Mahmoud Abbas is alive. The 82-year-old man remains president of the Palestinian National Authority. But at a luncheon discussion in Washington, D.C., on Tuesday, his new biographers and everyone else present spoke of him in the past tense. The role he played in the Middle East, both in the attempts and failures to find a peaceful solution to the Israeli-Palestinian conflicts, has come to an end.
Hosted by the Foundation for Defense of Democracies, the discussion centered around the publication of The Last Palestinian: The Rise and Reign of Mahmoud Abbas, by Grant Rumley, a research fellow at the Foundation for Defense of Democracies, and Amir Tibon, chief Washington correspondent for the Israeli newspaper Haaretz.
The new book uses interviews with people in the West Bank, Israel, and Washington to form the first unofficial biography of Abbas. Tibon pointed out the players in the region have no plans of any of substance that promises an advance in Israeli-Palestinian relations. While negotiation is good in general, he did note that negotiations in recent years had not achieved much of anything.
Rumley said the Trump administration does not speak about the Israeli-Palestinian situation as much as past ones have. Across the region, he said, "good will is expiring."
In their book, Tibon and Grant argue that Abbas is the last Palestinian with a modern narrative and the last of the old school of Palestinians. He was also, they suggest, the best chance to get a peace deal. Except, of course, for the fact that he never made a peace deal during his tenure as Palestinian president. As Aaron David Miller, a vice president at the Woodrow Wilson Center, put it, "Abbas is the best partner Israel will never have."

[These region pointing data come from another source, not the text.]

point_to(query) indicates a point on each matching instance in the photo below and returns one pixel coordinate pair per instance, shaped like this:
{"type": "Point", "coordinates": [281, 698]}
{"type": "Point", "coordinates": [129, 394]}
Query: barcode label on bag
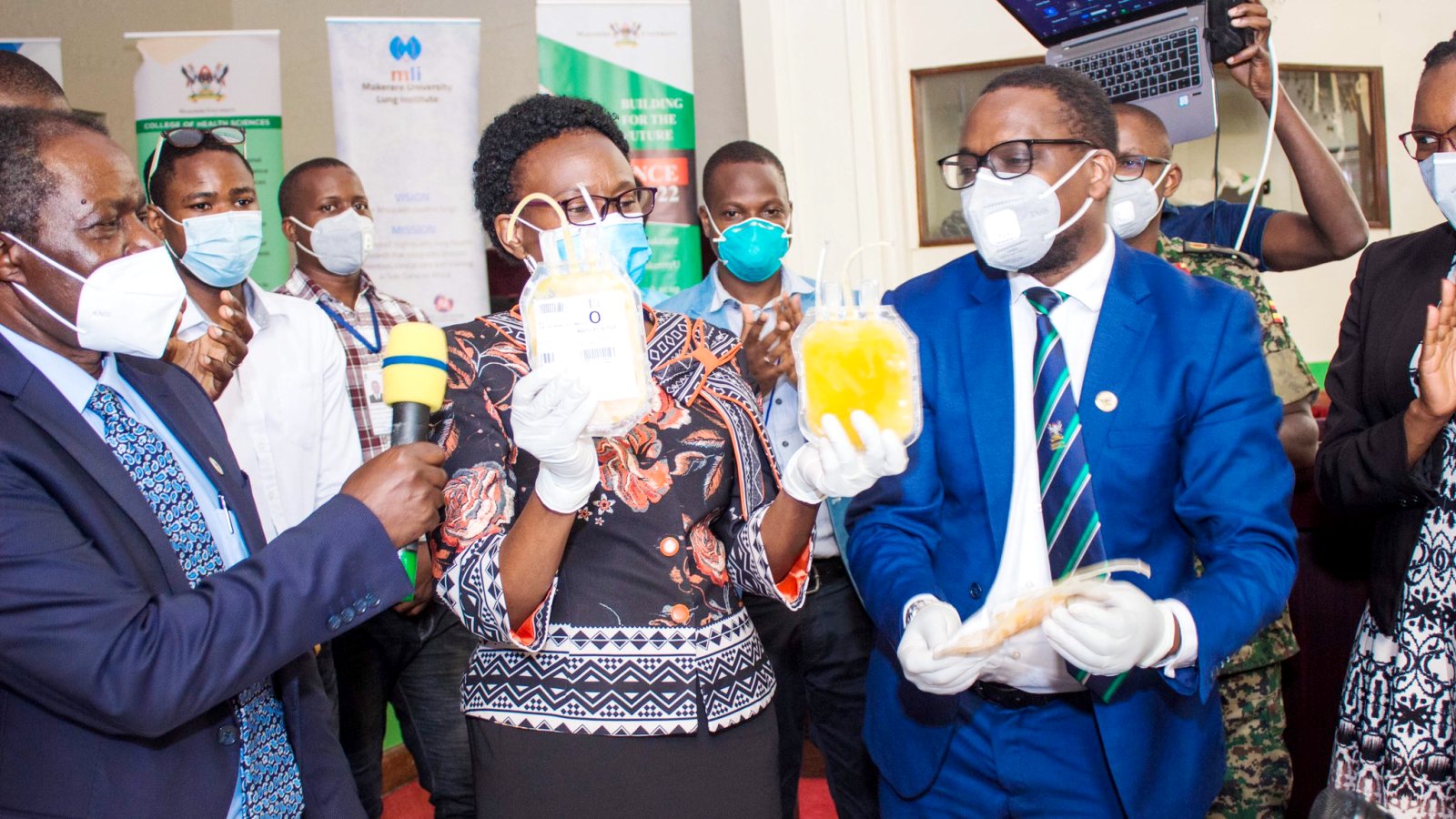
{"type": "Point", "coordinates": [593, 331]}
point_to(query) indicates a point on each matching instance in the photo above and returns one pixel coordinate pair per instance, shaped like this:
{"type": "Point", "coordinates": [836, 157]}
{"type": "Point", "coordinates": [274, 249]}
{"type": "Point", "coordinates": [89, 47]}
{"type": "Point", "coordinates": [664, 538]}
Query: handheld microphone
{"type": "Point", "coordinates": [414, 379]}
{"type": "Point", "coordinates": [1334, 804]}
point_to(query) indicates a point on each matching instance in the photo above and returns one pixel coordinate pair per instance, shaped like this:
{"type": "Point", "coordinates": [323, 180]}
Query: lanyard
{"type": "Point", "coordinates": [373, 314]}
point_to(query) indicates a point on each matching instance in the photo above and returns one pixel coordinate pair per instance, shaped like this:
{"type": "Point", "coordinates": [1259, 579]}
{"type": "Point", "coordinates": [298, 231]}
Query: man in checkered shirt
{"type": "Point", "coordinates": [414, 654]}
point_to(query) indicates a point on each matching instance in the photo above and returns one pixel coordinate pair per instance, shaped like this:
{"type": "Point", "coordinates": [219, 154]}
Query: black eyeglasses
{"type": "Point", "coordinates": [1423, 143]}
{"type": "Point", "coordinates": [632, 205]}
{"type": "Point", "coordinates": [1006, 160]}
{"type": "Point", "coordinates": [1132, 167]}
{"type": "Point", "coordinates": [186, 138]}
{"type": "Point", "coordinates": [193, 137]}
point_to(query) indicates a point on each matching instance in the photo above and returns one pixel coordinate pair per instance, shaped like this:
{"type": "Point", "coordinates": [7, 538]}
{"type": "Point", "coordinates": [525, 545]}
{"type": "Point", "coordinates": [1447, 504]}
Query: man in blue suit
{"type": "Point", "coordinates": [155, 659]}
{"type": "Point", "coordinates": [1082, 402]}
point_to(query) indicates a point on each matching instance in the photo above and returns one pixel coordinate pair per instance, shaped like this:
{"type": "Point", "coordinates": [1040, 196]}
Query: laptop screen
{"type": "Point", "coordinates": [1059, 21]}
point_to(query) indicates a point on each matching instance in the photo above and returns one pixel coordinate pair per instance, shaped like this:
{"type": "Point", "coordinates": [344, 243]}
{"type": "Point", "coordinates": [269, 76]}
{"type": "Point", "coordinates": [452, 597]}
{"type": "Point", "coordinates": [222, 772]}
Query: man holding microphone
{"type": "Point", "coordinates": [152, 653]}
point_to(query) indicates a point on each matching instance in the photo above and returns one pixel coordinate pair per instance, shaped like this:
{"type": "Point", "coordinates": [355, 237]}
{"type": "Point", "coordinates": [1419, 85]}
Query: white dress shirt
{"type": "Point", "coordinates": [76, 385]}
{"type": "Point", "coordinates": [288, 409]}
{"type": "Point", "coordinates": [1026, 661]}
{"type": "Point", "coordinates": [781, 411]}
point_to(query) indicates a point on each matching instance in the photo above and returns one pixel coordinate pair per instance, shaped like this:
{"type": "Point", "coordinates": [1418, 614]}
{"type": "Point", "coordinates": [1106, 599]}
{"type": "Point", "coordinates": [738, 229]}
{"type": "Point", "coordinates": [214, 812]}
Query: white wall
{"type": "Point", "coordinates": [829, 87]}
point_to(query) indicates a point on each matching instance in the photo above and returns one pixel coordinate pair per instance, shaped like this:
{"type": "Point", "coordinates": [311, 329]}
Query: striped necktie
{"type": "Point", "coordinates": [1067, 508]}
{"type": "Point", "coordinates": [269, 773]}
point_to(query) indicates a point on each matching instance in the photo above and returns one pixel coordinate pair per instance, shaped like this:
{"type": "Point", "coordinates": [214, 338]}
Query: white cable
{"type": "Point", "coordinates": [1269, 149]}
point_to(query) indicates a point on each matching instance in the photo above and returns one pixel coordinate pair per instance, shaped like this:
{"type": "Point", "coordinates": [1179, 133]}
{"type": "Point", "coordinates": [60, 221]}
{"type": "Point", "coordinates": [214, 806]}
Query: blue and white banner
{"type": "Point", "coordinates": [407, 118]}
{"type": "Point", "coordinates": [44, 51]}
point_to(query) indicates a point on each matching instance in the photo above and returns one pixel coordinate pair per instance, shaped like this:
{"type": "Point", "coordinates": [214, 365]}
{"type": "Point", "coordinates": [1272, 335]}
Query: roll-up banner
{"type": "Point", "coordinates": [201, 79]}
{"type": "Point", "coordinates": [407, 116]}
{"type": "Point", "coordinates": [637, 60]}
{"type": "Point", "coordinates": [44, 51]}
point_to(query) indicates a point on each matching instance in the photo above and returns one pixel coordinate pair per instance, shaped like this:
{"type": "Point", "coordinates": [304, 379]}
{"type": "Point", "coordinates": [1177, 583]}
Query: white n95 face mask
{"type": "Point", "coordinates": [1133, 205]}
{"type": "Point", "coordinates": [220, 247]}
{"type": "Point", "coordinates": [1014, 222]}
{"type": "Point", "coordinates": [1439, 174]}
{"type": "Point", "coordinates": [341, 242]}
{"type": "Point", "coordinates": [127, 305]}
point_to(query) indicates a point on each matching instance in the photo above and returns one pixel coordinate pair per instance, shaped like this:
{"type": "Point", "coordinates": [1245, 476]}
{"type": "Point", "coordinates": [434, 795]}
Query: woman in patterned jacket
{"type": "Point", "coordinates": [1390, 462]}
{"type": "Point", "coordinates": [618, 673]}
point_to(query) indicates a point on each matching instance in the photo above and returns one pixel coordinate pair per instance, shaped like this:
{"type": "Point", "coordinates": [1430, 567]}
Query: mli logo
{"type": "Point", "coordinates": [200, 82]}
{"type": "Point", "coordinates": [399, 48]}
{"type": "Point", "coordinates": [626, 34]}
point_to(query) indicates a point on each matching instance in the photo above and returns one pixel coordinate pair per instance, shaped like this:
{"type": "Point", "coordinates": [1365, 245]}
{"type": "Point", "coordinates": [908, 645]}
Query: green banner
{"type": "Point", "coordinates": [626, 56]}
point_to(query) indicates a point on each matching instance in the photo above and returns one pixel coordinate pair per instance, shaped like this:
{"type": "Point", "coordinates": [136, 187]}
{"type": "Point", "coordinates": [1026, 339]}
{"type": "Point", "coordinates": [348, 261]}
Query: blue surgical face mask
{"type": "Point", "coordinates": [220, 247]}
{"type": "Point", "coordinates": [622, 238]}
{"type": "Point", "coordinates": [752, 249]}
{"type": "Point", "coordinates": [1439, 174]}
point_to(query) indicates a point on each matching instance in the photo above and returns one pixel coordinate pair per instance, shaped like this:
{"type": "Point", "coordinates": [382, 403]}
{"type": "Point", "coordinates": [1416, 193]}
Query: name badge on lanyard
{"type": "Point", "coordinates": [380, 414]}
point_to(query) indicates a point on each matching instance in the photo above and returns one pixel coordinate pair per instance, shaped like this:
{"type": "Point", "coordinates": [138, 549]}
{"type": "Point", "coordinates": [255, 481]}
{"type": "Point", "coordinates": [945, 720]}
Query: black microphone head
{"type": "Point", "coordinates": [1336, 804]}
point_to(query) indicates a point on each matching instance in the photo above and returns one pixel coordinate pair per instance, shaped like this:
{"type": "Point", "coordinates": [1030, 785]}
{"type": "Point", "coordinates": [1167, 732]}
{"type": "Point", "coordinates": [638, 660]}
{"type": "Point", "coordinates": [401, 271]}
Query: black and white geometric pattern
{"type": "Point", "coordinates": [623, 681]}
{"type": "Point", "coordinates": [1395, 738]}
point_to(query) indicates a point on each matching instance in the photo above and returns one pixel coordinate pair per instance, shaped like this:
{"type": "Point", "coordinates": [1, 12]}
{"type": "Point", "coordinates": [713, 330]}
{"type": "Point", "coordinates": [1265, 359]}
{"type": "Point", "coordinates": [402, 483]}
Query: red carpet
{"type": "Point", "coordinates": [411, 802]}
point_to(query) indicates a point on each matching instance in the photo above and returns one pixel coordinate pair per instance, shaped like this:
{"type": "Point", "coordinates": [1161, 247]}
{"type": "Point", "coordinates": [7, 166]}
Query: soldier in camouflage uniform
{"type": "Point", "coordinates": [1259, 778]}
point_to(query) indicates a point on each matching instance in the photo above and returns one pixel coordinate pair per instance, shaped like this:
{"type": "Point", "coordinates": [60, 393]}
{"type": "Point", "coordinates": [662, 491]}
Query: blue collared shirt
{"type": "Point", "coordinates": [76, 385]}
{"type": "Point", "coordinates": [1218, 223]}
{"type": "Point", "coordinates": [710, 300]}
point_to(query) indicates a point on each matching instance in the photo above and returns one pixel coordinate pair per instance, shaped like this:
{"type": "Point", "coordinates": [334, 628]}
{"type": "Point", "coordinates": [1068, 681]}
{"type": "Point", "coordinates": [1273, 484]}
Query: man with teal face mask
{"type": "Point", "coordinates": [288, 410]}
{"type": "Point", "coordinates": [820, 652]}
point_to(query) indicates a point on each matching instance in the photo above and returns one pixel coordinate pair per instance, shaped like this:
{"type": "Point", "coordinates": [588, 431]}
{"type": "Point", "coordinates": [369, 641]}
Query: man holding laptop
{"type": "Point", "coordinates": [1158, 55]}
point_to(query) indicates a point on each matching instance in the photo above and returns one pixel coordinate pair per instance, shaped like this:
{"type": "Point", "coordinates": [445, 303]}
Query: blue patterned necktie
{"type": "Point", "coordinates": [271, 784]}
{"type": "Point", "coordinates": [1067, 508]}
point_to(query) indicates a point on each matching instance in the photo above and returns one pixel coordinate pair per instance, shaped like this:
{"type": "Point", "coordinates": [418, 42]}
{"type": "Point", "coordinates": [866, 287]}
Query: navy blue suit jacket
{"type": "Point", "coordinates": [1188, 462]}
{"type": "Point", "coordinates": [116, 676]}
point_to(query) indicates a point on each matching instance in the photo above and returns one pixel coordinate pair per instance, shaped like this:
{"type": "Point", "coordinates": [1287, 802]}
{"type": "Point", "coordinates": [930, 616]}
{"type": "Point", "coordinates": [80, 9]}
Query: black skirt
{"type": "Point", "coordinates": [531, 774]}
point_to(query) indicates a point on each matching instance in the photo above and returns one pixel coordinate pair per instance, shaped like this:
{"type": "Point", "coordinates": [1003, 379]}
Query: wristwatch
{"type": "Point", "coordinates": [915, 608]}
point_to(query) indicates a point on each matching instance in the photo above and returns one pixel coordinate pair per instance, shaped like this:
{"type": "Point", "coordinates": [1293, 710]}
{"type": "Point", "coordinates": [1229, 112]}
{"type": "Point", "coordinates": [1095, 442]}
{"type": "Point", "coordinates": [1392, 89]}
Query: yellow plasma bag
{"type": "Point", "coordinates": [854, 353]}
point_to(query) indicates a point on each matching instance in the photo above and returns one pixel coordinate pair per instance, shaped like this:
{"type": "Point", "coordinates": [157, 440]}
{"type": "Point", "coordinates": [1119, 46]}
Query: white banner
{"type": "Point", "coordinates": [200, 79]}
{"type": "Point", "coordinates": [44, 51]}
{"type": "Point", "coordinates": [407, 116]}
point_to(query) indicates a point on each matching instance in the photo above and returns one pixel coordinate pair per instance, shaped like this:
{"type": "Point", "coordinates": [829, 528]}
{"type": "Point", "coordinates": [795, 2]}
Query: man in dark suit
{"type": "Point", "coordinates": [1082, 402]}
{"type": "Point", "coordinates": [155, 659]}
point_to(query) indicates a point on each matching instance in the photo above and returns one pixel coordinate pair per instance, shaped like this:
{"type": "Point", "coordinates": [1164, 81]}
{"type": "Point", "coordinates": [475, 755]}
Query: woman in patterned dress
{"type": "Point", "coordinates": [1390, 457]}
{"type": "Point", "coordinates": [618, 672]}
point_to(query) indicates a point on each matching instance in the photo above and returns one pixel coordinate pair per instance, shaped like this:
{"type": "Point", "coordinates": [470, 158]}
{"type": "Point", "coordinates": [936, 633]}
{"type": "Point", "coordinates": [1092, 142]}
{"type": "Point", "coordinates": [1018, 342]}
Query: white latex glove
{"type": "Point", "coordinates": [1111, 629]}
{"type": "Point", "coordinates": [550, 416]}
{"type": "Point", "coordinates": [931, 627]}
{"type": "Point", "coordinates": [832, 467]}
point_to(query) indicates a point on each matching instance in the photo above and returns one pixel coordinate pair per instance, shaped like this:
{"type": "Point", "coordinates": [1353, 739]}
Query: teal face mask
{"type": "Point", "coordinates": [220, 247]}
{"type": "Point", "coordinates": [752, 249]}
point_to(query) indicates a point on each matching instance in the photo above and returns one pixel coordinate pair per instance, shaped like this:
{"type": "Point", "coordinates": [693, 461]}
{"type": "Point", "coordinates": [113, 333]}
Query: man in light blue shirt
{"type": "Point", "coordinates": [819, 653]}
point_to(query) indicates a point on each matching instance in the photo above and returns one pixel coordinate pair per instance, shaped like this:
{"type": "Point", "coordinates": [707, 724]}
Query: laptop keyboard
{"type": "Point", "coordinates": [1150, 67]}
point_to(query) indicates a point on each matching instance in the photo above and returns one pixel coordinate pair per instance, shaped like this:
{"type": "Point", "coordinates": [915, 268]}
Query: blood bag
{"type": "Point", "coordinates": [581, 309]}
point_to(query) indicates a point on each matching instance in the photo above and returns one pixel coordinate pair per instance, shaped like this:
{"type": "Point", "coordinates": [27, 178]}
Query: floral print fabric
{"type": "Point", "coordinates": [644, 622]}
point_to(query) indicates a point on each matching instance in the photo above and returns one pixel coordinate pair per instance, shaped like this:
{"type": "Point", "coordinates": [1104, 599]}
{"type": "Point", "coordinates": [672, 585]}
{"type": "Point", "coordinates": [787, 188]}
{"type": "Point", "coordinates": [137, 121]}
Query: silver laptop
{"type": "Point", "coordinates": [1150, 53]}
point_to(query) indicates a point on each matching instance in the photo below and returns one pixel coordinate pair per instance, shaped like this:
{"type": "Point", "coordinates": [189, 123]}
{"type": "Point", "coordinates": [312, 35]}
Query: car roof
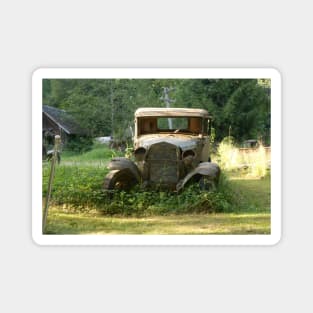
{"type": "Point", "coordinates": [175, 112]}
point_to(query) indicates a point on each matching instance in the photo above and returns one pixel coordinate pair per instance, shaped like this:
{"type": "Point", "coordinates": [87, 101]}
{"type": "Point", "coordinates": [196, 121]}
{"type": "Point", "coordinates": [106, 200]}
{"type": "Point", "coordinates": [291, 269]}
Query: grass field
{"type": "Point", "coordinates": [80, 207]}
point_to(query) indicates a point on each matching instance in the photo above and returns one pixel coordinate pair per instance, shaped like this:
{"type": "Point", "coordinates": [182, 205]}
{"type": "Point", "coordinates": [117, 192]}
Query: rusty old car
{"type": "Point", "coordinates": [171, 149]}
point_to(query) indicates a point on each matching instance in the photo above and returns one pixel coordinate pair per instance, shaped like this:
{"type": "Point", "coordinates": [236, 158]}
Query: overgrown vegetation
{"type": "Point", "coordinates": [106, 106]}
{"type": "Point", "coordinates": [231, 158]}
{"type": "Point", "coordinates": [78, 188]}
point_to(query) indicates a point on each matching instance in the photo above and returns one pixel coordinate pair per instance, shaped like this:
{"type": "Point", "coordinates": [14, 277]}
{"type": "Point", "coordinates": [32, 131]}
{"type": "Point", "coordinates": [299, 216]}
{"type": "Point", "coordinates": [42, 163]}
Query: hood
{"type": "Point", "coordinates": [185, 142]}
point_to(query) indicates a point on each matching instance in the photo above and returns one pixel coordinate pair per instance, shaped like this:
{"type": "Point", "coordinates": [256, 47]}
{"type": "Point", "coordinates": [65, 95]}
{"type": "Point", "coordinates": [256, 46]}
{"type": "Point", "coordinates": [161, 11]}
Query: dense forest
{"type": "Point", "coordinates": [240, 107]}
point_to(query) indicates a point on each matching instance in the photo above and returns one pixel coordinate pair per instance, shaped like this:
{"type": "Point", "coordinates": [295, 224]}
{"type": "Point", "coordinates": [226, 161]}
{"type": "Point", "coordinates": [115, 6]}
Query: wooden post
{"type": "Point", "coordinates": [57, 140]}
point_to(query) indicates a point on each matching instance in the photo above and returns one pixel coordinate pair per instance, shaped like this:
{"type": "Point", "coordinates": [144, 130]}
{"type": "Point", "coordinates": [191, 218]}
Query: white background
{"type": "Point", "coordinates": [161, 34]}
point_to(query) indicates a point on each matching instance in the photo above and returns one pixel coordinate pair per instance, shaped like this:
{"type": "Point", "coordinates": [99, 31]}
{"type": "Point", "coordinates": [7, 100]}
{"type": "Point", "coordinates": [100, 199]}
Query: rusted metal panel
{"type": "Point", "coordinates": [163, 163]}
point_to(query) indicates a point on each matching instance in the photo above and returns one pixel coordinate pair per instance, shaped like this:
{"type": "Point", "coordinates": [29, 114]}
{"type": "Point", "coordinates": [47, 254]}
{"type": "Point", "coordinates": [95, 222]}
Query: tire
{"type": "Point", "coordinates": [206, 184]}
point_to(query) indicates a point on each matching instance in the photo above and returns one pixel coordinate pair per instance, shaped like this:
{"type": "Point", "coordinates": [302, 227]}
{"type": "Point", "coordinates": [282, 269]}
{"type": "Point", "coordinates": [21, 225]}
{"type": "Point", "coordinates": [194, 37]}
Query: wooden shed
{"type": "Point", "coordinates": [58, 122]}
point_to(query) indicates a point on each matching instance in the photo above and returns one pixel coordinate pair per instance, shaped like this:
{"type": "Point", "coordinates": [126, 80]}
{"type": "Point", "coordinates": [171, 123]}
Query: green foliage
{"type": "Point", "coordinates": [80, 188]}
{"type": "Point", "coordinates": [230, 158]}
{"type": "Point", "coordinates": [106, 106]}
{"type": "Point", "coordinates": [79, 144]}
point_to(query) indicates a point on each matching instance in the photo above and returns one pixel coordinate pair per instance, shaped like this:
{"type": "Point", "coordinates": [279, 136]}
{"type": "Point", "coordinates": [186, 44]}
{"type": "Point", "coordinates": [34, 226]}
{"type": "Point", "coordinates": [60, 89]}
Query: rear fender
{"type": "Point", "coordinates": [209, 170]}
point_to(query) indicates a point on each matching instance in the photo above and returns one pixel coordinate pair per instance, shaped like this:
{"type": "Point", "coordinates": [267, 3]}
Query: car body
{"type": "Point", "coordinates": [171, 148]}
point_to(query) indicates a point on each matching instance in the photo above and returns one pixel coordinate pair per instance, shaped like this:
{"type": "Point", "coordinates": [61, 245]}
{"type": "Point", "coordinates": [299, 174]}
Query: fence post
{"type": "Point", "coordinates": [57, 140]}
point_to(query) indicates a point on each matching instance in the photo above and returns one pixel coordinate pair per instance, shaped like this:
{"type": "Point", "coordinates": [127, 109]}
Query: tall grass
{"type": "Point", "coordinates": [231, 158]}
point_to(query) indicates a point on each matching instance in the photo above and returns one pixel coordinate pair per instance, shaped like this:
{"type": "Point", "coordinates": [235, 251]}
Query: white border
{"type": "Point", "coordinates": [188, 240]}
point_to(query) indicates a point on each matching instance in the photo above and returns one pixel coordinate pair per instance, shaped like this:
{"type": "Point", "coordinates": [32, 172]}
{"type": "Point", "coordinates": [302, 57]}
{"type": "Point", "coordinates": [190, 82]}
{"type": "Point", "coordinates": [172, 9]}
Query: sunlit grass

Miller also noted that The Last Palestinian is essentially a tale of the past and, in his estimation, the book represents only 30 percent of what is going on at the present day. Both of the book’s authors mentioned their plan to write their program for a two-state solution next. Tibon noted that much reporting has been done on internal Israeli politics but not much on the internal workings of Palestinian politics, and so they decided to write history through the biography of a single person—Mahmoud Abbas.
The book was written to give a long view of Abbas, to tell the story of a leader who could not quite find a way through the historical moment in which he found himself. In the end, Abbas could not deal and deliver, and he walked away from peace offers from Israel and the United States in 2008 and 2014.